Eigentlich, so St. Pauli-Trainer Dietmar Demuth, eigentlich habe man das Spiel in Stuttgart ja nur mit 0:1 verloren, „dass dann kurz vor Schluss noch das 0:2 fiel, war nicht entscheidend“. Entscheidend, da-rin war er sich mit seinem Stuttgarter Pendant Felix Magath einig, war dafür die erste halbe Stunde dieser schwachen Bundesligapartie.

Was sich zwischen 15.30 Uhr und kurz vor vier auf dem Rasen des Gottlieb-Daimler-Stadions abspielte, trieb den etwa 2000 St. Pauli-SympathisantInnen den Angstschweiß aus den Poren: Völlig unbehelligt von den Hamburger Defensivkräften durften sich die Schwaben da in der Hamburger Hälfte produzieren.

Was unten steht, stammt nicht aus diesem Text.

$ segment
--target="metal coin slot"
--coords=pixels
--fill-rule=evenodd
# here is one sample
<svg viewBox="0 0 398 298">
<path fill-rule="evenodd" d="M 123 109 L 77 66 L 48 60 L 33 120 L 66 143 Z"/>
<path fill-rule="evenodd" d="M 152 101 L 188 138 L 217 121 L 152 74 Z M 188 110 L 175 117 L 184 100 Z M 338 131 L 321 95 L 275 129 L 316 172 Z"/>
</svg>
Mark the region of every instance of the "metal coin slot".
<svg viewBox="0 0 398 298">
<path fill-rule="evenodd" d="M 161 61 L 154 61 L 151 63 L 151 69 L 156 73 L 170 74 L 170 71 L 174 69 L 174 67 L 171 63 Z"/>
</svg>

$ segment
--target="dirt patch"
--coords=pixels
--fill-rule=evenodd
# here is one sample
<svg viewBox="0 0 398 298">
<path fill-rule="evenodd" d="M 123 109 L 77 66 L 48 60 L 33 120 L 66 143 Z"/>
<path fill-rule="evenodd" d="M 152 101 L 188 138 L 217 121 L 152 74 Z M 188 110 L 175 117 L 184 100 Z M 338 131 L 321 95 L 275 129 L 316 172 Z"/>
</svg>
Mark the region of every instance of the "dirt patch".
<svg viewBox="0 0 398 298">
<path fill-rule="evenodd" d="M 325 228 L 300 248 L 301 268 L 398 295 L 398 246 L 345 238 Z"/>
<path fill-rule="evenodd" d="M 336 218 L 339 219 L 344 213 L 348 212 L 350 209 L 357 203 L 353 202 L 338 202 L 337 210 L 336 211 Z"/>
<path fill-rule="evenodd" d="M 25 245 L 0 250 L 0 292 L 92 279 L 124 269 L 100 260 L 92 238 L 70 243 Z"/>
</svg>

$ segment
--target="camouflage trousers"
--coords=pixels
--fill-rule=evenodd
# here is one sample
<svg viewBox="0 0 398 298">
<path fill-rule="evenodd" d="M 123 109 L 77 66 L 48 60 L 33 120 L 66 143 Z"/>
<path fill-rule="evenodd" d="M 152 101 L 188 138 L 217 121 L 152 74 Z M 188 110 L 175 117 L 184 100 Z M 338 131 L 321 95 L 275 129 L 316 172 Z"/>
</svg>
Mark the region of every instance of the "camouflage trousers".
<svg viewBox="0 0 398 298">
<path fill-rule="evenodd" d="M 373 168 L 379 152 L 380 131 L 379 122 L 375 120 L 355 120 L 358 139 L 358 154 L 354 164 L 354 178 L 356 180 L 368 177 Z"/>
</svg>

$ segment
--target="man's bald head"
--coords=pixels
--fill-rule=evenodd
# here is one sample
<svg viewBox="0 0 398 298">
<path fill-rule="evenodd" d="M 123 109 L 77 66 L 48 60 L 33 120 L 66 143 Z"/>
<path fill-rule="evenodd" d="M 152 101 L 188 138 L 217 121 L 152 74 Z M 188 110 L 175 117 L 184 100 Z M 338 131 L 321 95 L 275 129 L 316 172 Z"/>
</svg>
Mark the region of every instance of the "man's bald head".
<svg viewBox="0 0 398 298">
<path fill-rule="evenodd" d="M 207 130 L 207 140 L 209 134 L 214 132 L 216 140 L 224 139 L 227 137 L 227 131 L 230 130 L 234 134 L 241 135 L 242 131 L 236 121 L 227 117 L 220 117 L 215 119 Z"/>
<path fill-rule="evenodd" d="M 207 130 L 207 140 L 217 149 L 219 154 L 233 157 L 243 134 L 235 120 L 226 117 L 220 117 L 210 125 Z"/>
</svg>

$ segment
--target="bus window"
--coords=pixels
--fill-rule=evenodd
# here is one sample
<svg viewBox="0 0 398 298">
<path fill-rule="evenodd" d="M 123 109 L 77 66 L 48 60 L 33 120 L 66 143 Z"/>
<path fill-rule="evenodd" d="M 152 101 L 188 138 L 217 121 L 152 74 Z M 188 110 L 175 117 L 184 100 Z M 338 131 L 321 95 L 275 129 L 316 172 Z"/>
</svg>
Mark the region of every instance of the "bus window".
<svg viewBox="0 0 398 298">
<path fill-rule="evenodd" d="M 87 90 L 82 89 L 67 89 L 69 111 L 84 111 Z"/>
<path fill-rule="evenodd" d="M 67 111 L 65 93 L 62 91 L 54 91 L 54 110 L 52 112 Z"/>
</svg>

Und während Magath mit Freuden feststellte, dass sich seine Prog-nose – „die werden versuchen gut zu stehen und ihr Tor sauber zu halten“ – als grundlose Befürchtung entpuppte, entwickelte ein entnervter Demuth an der Außenlinie die Aggressivität, die er bei seinen Angestellten vermisste: „Die Zuordnung hat überhaupt nicht gepasst. Ich habe versucht, das durch reinrufen zu korrigieren – aber leider erfolglos.“ Die katastrophale Abwehrleistung der ersten halben Stunde wurde jedoch nur einmal bestraft – auch weil sich die VfB-Offensivkräfte denkbar dilettantisch anstellten: Einzig Christian Tiffert traf per Drehschuss (11.). Nachdem Stuttgarts Jochen Seitz eine weitere Großchance versemmelt hatte (27.), erspielte sich plötzlich St. Pauli ein Übergewicht, das es allerdings bis zum Schluss-pfiff nicht in Zählbares umzusetzen verstand: Angetrieben von Jochen Kientz, der immer mehr zum Führungsspieler reift, übernahmen die Gäste die Initiative. Gegen unverständlich passive Schwaben gelang es den Braun-Weißen jedoch selten, sich Torchancen zu erarbeiten: Nico Patschinski, der gegen Cottbus noch zweimal getroffen hatte, verlor so gut wie jeden Zweikampf und ließ seinen Trainer ratlos zurück: „Ich dachte, dass ihm das Cottbus-Spiel Auftrieb gegeben hätte, aber durch die zwei Tore ist er ja auch nicht zu einem anderen geworden.“ Noch mehr ärgerte sich Demuth jedoch über Marcao, der gleich zweimal freistehend das Tor verfehlte. Eine andere entscheidende Szene wollte Demuth hingegen nicht kommentieren: Nach einem Ellbogencheck gegen Hleb schickte Schiedsrichter Fandel St. Paulis Kientz vom Platz – ohne dass die numerische Überlegenheit die lethargischen Schwaben reanimiert hätte. Auch wenn Jochen Endreß kurz vor Schluss noch das 2:0 nachschob (89.) – St. Pauli hätte aufgrund der Steigerung nach der verpennten ersten halben Stunde einen Punkt verdient gehabt.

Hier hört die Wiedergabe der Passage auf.